In fact, the core principle of direct marketing seems not to have changed in any major respect since Christian Brann’s day, other than in the sheer size and sophistication of the Big Data systems involved in data capture and cross-reference, and the more accurate targeting of products and services at individual consumers rather than broader user-groups.
New industries are coming into being on the back of it, to manufacture and distribute products with maximum efficiency. New manufacturing techniques are converging on a world in which products may one day simply be spun like candyfloss in a printer, from raw materials to order, minimising wastage. The age of bulk manufacturing and mass marketing is nearly over. Soon, numberplate recognition will enable roadside billboards to advertise to individual motorists, products and services in which they have shown, or predictably ought to show, an interest; don’t be surprised when your self-driving electric car or your kettle starts selling you stuff!
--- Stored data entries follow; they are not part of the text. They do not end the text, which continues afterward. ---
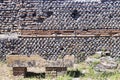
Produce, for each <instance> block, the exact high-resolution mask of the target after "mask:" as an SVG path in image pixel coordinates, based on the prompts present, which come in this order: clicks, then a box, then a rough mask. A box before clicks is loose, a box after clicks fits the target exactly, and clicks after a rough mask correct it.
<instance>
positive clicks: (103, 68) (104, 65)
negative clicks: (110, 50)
mask: <svg viewBox="0 0 120 80" xmlns="http://www.w3.org/2000/svg"><path fill="white" fill-rule="evenodd" d="M117 67H118V63H117V62H116V61H115V59H113V58H111V57H110V56H107V57H101V58H100V63H99V64H97V65H96V66H95V67H94V69H95V70H96V71H102V72H105V71H106V72H109V71H114V69H117Z"/></svg>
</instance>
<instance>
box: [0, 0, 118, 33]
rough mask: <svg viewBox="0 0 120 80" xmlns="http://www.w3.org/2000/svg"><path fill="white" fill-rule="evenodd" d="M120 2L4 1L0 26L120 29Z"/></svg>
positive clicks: (55, 27) (0, 18)
mask: <svg viewBox="0 0 120 80" xmlns="http://www.w3.org/2000/svg"><path fill="white" fill-rule="evenodd" d="M119 4H120V1H115V2H104V3H97V2H73V1H70V2H64V1H52V2H51V1H39V0H38V1H37V0H18V1H17V0H11V2H3V3H0V22H1V24H0V29H1V30H6V31H11V30H16V29H41V30H51V29H52V30H74V29H79V30H84V29H120V25H119V24H120V23H119V19H120V13H119V12H120V5H119Z"/></svg>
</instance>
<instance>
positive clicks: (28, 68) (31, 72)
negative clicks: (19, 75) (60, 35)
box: [0, 62, 45, 80]
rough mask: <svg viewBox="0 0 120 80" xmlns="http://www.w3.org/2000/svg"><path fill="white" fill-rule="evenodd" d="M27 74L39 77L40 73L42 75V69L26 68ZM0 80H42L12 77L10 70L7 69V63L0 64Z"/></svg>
mask: <svg viewBox="0 0 120 80" xmlns="http://www.w3.org/2000/svg"><path fill="white" fill-rule="evenodd" d="M27 71H28V73H29V74H32V75H39V74H40V73H44V72H45V69H44V68H27ZM0 80H43V79H38V78H35V77H33V76H31V75H30V76H29V75H28V76H27V78H24V77H23V76H13V75H12V68H11V67H7V63H3V62H0Z"/></svg>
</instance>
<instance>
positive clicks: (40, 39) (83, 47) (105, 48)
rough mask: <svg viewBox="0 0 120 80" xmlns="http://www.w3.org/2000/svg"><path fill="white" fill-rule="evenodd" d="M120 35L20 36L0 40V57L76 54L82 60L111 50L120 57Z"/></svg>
mask: <svg viewBox="0 0 120 80" xmlns="http://www.w3.org/2000/svg"><path fill="white" fill-rule="evenodd" d="M119 43H120V37H69V38H67V37H63V38H62V37H61V38H60V37H56V38H18V39H12V40H7V39H4V40H0V59H2V60H4V59H5V56H6V55H7V54H8V53H11V52H14V53H15V52H16V53H17V54H18V55H28V56H30V55H31V54H38V55H40V56H42V57H43V58H45V59H47V60H49V59H50V60H51V59H52V60H56V59H57V58H59V57H60V58H62V57H64V56H65V55H66V54H70V55H72V54H73V55H75V57H76V58H78V59H79V60H81V59H82V58H85V57H86V56H89V55H91V54H94V53H95V52H96V51H102V50H105V49H106V50H109V51H111V56H114V57H119V51H120V48H119V46H120V45H119ZM83 53H85V54H83Z"/></svg>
Thus, it could be argued, Big Data may not be the evil surveillance machine that wraps us all in cotton-wool and informs the security services that we are thinking about destabilising an election, or are about to have an accident in the home; but it just might be the new democracy, forcing industry to respond more rapidly and willingly to the individual demands of the ‘electorate’ – the people who vote with their credit cards – and politicians to be more acutely aware of our social needs and preferences than under the old ‘party’ system, that is no longer fit for purpose.